The foundation of the song is a simple two-chord progression, A and D, which can be most distinctly heard by listening to the bassline.  This I-IV progression creates a natural, unforced tension, as the progression makes sense when it moves from the I to the IV as well as from the IV to the I, but the way the chords are emphasized there is no real resolution.  James Murphy then exploits that tension throughout the song, constantly ratcheting up the tension as the listener expects either a resolving chord or perhaps some sort of modification to the progression; instead, Murphy layers on additional instruments and rhythms, including a memorable looping guitar line and that indelible, repetitive keyboard figure that amplify the lack of resolution.  The listener can sense an innate, organic build as the song plays, and this is the result of Murphy’s simple but ingenious sense of composition.  Murphy’s musical genius is complemented by his incisive and affective lyrics, as he perfectly captures the various anxieties of aging.  The mere fact that LCD Soundsystem created dance/electronic music with thought-provoking lyrics is to be commended, considering the history of the genre; practically every line in “All My Friends” is quotable, with each lyric dripping in both wisdom and humor.

Franz Ferdinand managed to brilliantly reconstruct “All My Friends” as a post-punk dance track, an effort that is all the more impressive considering the quick turnaround that was required to create their own version, since their cover appears on the single LCD Soundsystem released just a mere two months after the release of Sound of Silver.  Franz Ferdinand’s music has long been characterized as a revival of the post-punk genre, but this is probably the first time that their sound recalls New Order instead of Gang of Four (though the coda provides a taste of those spiky guitars we have all come to love).  The band emphasizes groove instead of tension with their cover, and though this causes the song to lose some of its power, it provides for a damn entertaining listen.  There is the same attention paid to layering different instruments and musical ideas as found in the original, with guitars and keyboards floating in and out of the mix; if you listen closely, you can pick out a hint of the memorable piano riff from the original version poking through on the second verse.  To top it all off, Alex Kapranos delivers an impassioned vocal performance with his distinctive style that even if it is unable to capture the angst of the original still manages to thrill the listener.
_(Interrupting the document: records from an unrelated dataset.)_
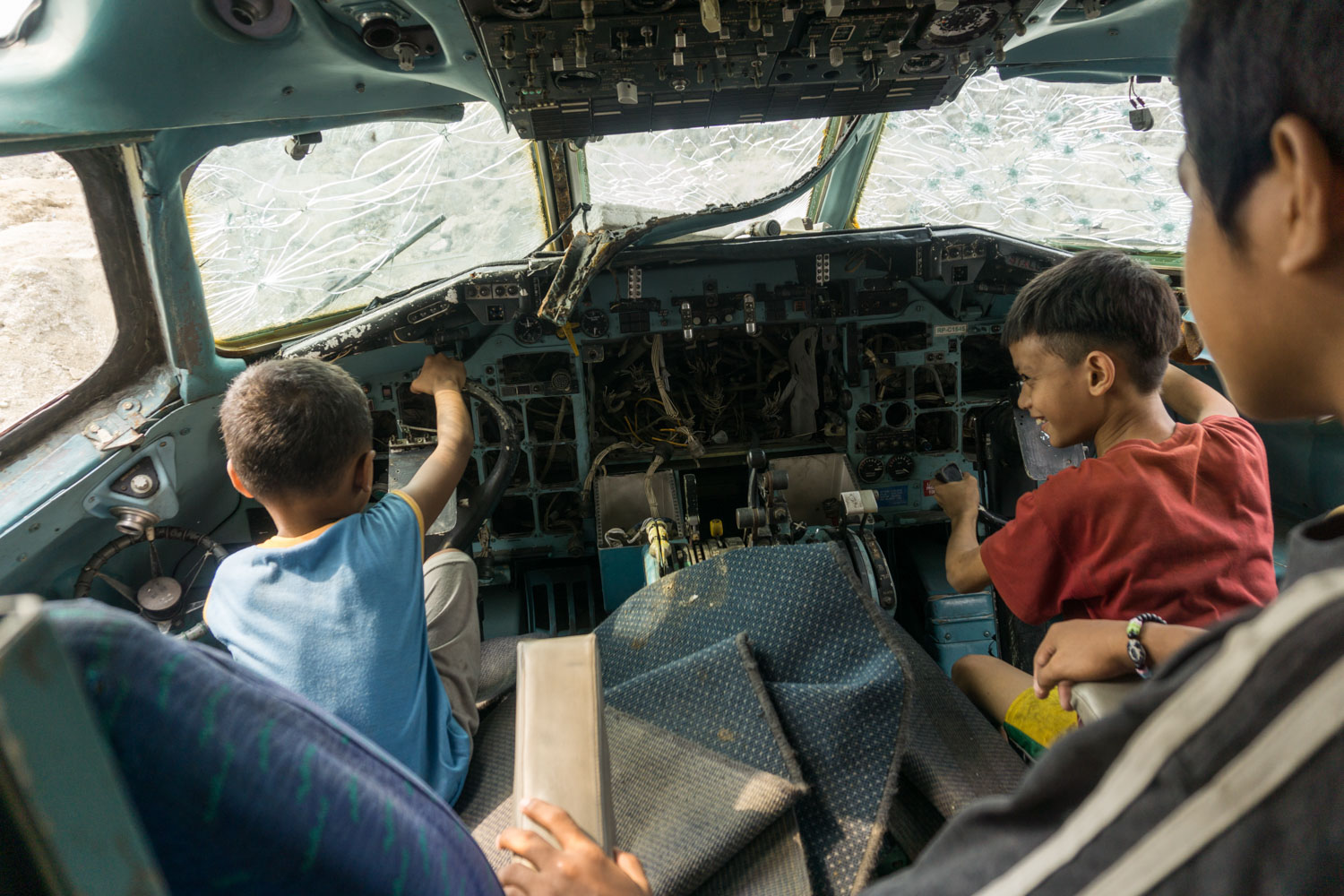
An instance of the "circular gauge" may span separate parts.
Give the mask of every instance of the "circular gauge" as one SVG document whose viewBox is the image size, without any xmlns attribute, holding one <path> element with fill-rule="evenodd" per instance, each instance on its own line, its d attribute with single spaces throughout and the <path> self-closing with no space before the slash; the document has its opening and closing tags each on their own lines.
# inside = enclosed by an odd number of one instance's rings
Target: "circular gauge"
<svg viewBox="0 0 1344 896">
<path fill-rule="evenodd" d="M 853 423 L 864 433 L 871 433 L 882 426 L 882 411 L 876 404 L 860 404 L 853 414 Z"/>
<path fill-rule="evenodd" d="M 938 16 L 925 36 L 943 47 L 966 43 L 989 34 L 999 24 L 999 11 L 993 7 L 958 7 Z"/>
<path fill-rule="evenodd" d="M 551 4 L 550 0 L 493 0 L 491 5 L 509 19 L 535 19 Z"/>
<path fill-rule="evenodd" d="M 579 317 L 579 329 L 589 339 L 602 339 L 612 330 L 612 324 L 606 320 L 605 312 L 590 308 Z"/>
<path fill-rule="evenodd" d="M 941 52 L 921 52 L 910 56 L 900 66 L 900 73 L 906 75 L 927 75 L 942 69 L 948 56 Z"/>
<path fill-rule="evenodd" d="M 866 457 L 859 461 L 859 478 L 864 482 L 876 482 L 887 472 L 887 465 L 880 457 Z"/>
<path fill-rule="evenodd" d="M 513 321 L 513 336 L 524 345 L 540 343 L 544 334 L 546 329 L 542 326 L 542 318 L 536 314 L 519 314 Z"/>
<path fill-rule="evenodd" d="M 909 480 L 915 472 L 915 459 L 909 454 L 894 454 L 887 461 L 887 476 L 892 480 Z"/>
</svg>

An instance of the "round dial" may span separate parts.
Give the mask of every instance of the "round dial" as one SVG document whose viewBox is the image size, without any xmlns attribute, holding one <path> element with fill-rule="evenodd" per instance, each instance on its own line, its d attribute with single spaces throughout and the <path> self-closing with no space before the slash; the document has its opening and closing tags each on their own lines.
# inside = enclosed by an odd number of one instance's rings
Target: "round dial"
<svg viewBox="0 0 1344 896">
<path fill-rule="evenodd" d="M 887 465 L 880 457 L 866 457 L 859 461 L 859 478 L 864 482 L 876 482 L 886 473 Z"/>
<path fill-rule="evenodd" d="M 892 480 L 909 480 L 915 472 L 915 459 L 909 454 L 894 454 L 887 461 L 887 476 Z"/>
<path fill-rule="evenodd" d="M 524 345 L 540 343 L 544 334 L 546 329 L 542 326 L 542 318 L 536 314 L 519 314 L 517 320 L 513 321 L 513 336 Z"/>
<path fill-rule="evenodd" d="M 612 330 L 612 324 L 606 320 L 606 312 L 590 308 L 579 317 L 579 329 L 590 339 L 602 339 Z"/>
<path fill-rule="evenodd" d="M 882 426 L 882 411 L 876 404 L 862 404 L 853 414 L 853 422 L 864 433 L 871 433 Z"/>
<path fill-rule="evenodd" d="M 999 24 L 999 11 L 993 7 L 961 7 L 933 20 L 925 35 L 942 46 L 966 43 Z"/>
</svg>

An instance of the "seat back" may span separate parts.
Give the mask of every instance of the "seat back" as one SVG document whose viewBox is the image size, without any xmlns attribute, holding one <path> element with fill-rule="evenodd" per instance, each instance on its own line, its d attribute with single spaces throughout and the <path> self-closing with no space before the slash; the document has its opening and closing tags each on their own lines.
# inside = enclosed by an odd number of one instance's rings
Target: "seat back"
<svg viewBox="0 0 1344 896">
<path fill-rule="evenodd" d="M 456 813 L 336 717 L 133 614 L 46 613 L 172 892 L 501 892 Z"/>
<path fill-rule="evenodd" d="M 0 598 L 0 893 L 167 892 L 42 599 Z"/>
</svg>

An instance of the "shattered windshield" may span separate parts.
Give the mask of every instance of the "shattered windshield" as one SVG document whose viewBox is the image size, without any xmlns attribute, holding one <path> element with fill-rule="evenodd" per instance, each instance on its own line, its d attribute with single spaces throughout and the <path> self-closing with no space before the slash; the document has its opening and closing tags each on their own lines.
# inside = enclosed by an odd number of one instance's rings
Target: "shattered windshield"
<svg viewBox="0 0 1344 896">
<path fill-rule="evenodd" d="M 187 189 L 216 340 L 367 305 L 546 238 L 530 144 L 487 103 L 212 150 Z"/>
<path fill-rule="evenodd" d="M 735 206 L 788 187 L 817 164 L 827 121 L 774 121 L 618 134 L 585 150 L 589 195 L 610 226 Z M 806 212 L 804 193 L 771 216 Z"/>
<path fill-rule="evenodd" d="M 1126 85 L 989 74 L 956 101 L 891 113 L 863 191 L 863 227 L 973 224 L 1066 244 L 1180 251 L 1189 200 L 1176 180 L 1176 87 L 1138 85 L 1153 128 L 1130 125 Z"/>
</svg>

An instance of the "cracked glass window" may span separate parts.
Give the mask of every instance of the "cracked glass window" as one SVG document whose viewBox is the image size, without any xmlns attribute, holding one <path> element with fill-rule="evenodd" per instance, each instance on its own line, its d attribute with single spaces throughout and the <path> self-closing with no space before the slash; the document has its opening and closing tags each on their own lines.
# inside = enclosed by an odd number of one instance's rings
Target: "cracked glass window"
<svg viewBox="0 0 1344 896">
<path fill-rule="evenodd" d="M 530 144 L 487 103 L 457 124 L 386 121 L 222 146 L 187 189 L 216 340 L 349 310 L 546 238 Z"/>
<path fill-rule="evenodd" d="M 973 224 L 1063 244 L 1180 251 L 1189 200 L 1176 87 L 972 79 L 952 103 L 891 113 L 859 204 L 862 227 Z"/>
<path fill-rule="evenodd" d="M 593 211 L 625 226 L 767 196 L 817 164 L 825 129 L 818 118 L 605 137 L 585 152 Z M 804 195 L 773 218 L 806 204 Z"/>
</svg>

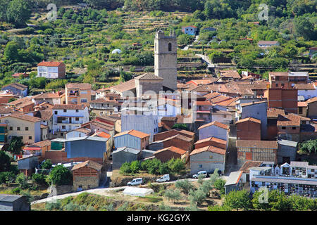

In the course of researching for this feature, I came across Australian radio station Triple J’s recurring series “Like A Version”, which provides musical guests with the opportunity to play a cover.  Many of these covers straddle the line between passable and underwhelming, but there was one that stood out above the rest as a truly outstanding performance.  I had never heard of the band Gang of Youths before, but their cover of “All My Friends” convinced me that I need to correct that problem immediately.  Unlike Franz Ferdinand, Gang of Youths attempted a more straightforward cover, and do an excellent job of mimicking the feel of the original (though the use of chorus effect-laden guitars provides an interesting bridge between the FF version and the original).  They push the beat with their insistent drumming and tap into the song’s inherent tension, and by emphasizing these components, the band is able to transfer their energy and restlessness into creating a memorable performance.  It is clear that the group has a deep love and respect of the song, and that this is not a mere exercise in burnishing their indie credentials.  Their passion really comes through in their performance, and is a key part of what makes this such a wonderful cover to listen to again and again.